Sealed this driver has an F3 of 113hz, so I think things are basically working as expected here. With a reasonable but not crazy xmax of less than 5mm, I am not sure you can get massive bass out of this thing no matter what you do, but I would *guess* you could get it flat down to 50-60hz at reasonable SPL without hurting anything, using EQ.

Either way, I would definitely suggest adding a sub. In fact, even if the bass response from this looked significantly better, you could still benefit from a sub. A sub is important not just to get low extension, but to add a second (or third, or fourth) physically separate source of low frequencies to fill in nulls from room modes.
 
@kemmler3D Thanks for the kind words.

I haven't got much experience with EQ. Do I just use something like soundsource for mac?

I actually also want to build the sub. I think it will be a cool addition to the concrete family.
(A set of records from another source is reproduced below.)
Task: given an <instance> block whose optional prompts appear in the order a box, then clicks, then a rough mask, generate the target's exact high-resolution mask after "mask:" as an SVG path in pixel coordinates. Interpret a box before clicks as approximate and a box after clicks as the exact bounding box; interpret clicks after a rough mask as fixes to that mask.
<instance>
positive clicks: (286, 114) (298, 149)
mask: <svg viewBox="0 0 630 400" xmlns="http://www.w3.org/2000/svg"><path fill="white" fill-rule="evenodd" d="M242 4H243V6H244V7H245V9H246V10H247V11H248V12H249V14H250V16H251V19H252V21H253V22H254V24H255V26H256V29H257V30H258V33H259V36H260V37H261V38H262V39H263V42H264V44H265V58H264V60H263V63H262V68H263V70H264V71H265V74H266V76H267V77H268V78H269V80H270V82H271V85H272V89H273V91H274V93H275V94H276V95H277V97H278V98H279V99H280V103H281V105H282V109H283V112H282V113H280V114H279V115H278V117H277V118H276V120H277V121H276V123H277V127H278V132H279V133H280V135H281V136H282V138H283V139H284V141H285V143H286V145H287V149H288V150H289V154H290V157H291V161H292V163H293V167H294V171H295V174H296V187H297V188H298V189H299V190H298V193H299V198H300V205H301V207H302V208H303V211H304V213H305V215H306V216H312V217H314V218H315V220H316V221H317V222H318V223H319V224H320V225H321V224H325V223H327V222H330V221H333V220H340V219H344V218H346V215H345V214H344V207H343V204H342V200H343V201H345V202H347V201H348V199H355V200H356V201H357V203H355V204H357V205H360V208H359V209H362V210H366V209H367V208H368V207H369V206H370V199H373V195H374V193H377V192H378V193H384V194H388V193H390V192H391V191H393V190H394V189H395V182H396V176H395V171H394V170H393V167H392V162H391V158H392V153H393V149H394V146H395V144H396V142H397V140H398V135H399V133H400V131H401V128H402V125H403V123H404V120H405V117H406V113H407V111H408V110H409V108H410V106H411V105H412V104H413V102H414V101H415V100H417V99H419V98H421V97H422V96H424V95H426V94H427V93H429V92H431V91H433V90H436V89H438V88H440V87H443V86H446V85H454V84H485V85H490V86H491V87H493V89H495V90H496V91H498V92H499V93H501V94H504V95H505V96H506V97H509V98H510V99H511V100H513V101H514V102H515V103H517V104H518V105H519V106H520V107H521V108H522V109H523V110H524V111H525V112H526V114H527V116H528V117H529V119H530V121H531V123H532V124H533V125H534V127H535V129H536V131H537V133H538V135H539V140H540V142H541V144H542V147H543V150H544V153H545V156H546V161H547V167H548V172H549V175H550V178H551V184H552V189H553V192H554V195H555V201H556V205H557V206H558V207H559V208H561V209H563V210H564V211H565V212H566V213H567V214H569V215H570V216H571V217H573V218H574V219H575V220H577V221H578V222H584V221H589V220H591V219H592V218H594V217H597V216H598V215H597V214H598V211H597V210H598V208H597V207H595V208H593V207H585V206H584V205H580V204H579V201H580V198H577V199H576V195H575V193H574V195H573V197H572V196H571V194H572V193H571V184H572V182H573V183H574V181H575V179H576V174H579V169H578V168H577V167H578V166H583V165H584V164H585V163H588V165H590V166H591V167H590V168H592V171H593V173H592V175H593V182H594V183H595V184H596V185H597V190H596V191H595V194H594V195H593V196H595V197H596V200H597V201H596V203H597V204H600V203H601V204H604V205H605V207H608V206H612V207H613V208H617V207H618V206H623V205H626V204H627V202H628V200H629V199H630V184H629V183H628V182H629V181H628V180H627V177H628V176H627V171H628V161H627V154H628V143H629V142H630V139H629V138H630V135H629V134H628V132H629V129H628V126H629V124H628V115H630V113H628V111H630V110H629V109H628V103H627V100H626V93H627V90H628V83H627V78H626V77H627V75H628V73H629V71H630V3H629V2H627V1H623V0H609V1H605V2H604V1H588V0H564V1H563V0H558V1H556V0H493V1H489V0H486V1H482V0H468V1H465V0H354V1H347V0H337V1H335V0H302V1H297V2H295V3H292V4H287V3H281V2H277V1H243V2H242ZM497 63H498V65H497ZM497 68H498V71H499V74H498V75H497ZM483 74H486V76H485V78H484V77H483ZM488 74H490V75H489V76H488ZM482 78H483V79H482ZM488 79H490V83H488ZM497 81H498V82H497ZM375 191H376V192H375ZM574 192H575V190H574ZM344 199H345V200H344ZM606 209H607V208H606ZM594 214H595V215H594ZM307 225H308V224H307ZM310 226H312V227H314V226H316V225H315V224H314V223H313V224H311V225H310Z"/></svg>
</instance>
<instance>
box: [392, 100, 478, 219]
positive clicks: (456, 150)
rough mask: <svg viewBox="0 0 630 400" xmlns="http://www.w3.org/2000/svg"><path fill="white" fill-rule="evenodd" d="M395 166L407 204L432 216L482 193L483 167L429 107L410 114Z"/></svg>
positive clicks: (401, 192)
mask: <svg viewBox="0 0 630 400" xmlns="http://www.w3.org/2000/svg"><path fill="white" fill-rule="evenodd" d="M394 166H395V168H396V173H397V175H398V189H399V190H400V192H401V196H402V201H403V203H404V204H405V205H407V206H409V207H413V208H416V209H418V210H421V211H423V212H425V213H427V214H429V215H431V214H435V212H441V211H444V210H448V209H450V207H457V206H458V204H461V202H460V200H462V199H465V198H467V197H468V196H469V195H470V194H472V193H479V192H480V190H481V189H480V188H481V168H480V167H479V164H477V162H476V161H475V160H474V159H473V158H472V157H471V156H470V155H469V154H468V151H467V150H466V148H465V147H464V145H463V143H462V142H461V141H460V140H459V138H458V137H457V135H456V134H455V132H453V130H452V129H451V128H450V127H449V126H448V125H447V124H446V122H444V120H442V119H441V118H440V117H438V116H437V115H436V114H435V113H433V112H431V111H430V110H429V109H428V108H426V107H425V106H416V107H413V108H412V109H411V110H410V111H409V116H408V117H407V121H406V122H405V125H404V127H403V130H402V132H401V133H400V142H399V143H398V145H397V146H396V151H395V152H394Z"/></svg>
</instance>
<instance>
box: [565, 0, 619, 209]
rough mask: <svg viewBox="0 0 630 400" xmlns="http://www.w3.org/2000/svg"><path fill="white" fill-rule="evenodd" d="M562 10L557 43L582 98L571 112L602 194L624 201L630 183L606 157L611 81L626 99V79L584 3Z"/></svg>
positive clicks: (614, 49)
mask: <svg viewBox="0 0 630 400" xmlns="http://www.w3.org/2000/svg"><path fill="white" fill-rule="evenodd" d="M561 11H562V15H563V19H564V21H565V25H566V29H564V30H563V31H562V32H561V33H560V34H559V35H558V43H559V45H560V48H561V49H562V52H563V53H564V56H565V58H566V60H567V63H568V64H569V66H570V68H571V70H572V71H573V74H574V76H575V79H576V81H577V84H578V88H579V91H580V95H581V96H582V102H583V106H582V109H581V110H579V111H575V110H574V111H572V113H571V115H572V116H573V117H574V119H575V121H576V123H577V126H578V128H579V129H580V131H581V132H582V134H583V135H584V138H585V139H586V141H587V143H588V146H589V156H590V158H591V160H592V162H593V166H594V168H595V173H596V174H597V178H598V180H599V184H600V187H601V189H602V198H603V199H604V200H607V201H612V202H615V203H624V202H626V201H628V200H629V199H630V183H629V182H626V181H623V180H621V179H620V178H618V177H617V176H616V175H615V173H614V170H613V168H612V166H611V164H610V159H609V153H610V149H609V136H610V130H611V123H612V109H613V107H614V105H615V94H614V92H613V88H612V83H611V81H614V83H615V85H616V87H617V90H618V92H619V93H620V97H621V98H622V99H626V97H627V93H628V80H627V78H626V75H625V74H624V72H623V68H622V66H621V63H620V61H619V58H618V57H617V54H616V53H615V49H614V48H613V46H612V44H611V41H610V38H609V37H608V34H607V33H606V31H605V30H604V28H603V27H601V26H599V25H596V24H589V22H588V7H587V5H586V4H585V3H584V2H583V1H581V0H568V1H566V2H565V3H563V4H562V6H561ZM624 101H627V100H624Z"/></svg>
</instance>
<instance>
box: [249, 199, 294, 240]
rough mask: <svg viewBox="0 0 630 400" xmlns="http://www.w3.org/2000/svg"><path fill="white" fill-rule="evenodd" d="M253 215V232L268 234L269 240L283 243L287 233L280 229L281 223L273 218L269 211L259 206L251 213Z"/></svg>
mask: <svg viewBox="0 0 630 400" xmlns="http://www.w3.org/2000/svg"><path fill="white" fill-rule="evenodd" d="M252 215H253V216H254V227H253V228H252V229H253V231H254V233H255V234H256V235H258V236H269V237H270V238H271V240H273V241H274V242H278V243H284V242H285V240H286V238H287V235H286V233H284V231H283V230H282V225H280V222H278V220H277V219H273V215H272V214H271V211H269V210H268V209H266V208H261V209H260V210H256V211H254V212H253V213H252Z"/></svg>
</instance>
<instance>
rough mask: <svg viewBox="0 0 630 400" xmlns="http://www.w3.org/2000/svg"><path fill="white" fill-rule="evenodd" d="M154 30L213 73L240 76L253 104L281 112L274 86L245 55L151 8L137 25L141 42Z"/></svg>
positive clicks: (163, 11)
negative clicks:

Probably will take me a while to make it though.
 
I haven't got much experience with EQ. Do I just use something like soundsource for mac?
SoundSource would work fine.

You can use REW's EQ function to generate presets and export them as .txt, which can then be imported into SoundSource.
 
@kemmler3D Thanks for the kind words.

I haven't got much experience with EQ. Do I just use something like soundsource for mac?

I actually also want to build the sub. I think it will be a cool addition to the concrete family. Probably will take me a while to make it though.
I think you might want to look into a MiniDSP unit or something, they're very commonly used in active / DIY builds. You can also do it on your computer, although I don't know of great solutions for Mac, I mainly use Windows, I think Soundsource might work but others can give you better advice.

If you aren't already on DIYAudio.com, the crowd over there is heavy into building speakers and could give you a lot of detailed advice on how to get more bass from this thing.
 
Neat project, do you want to share the building process?
I played a bit with concrete too on subs, but the damn’ thing ended near 200Kgs, it will stay where it is... How heavy are yours?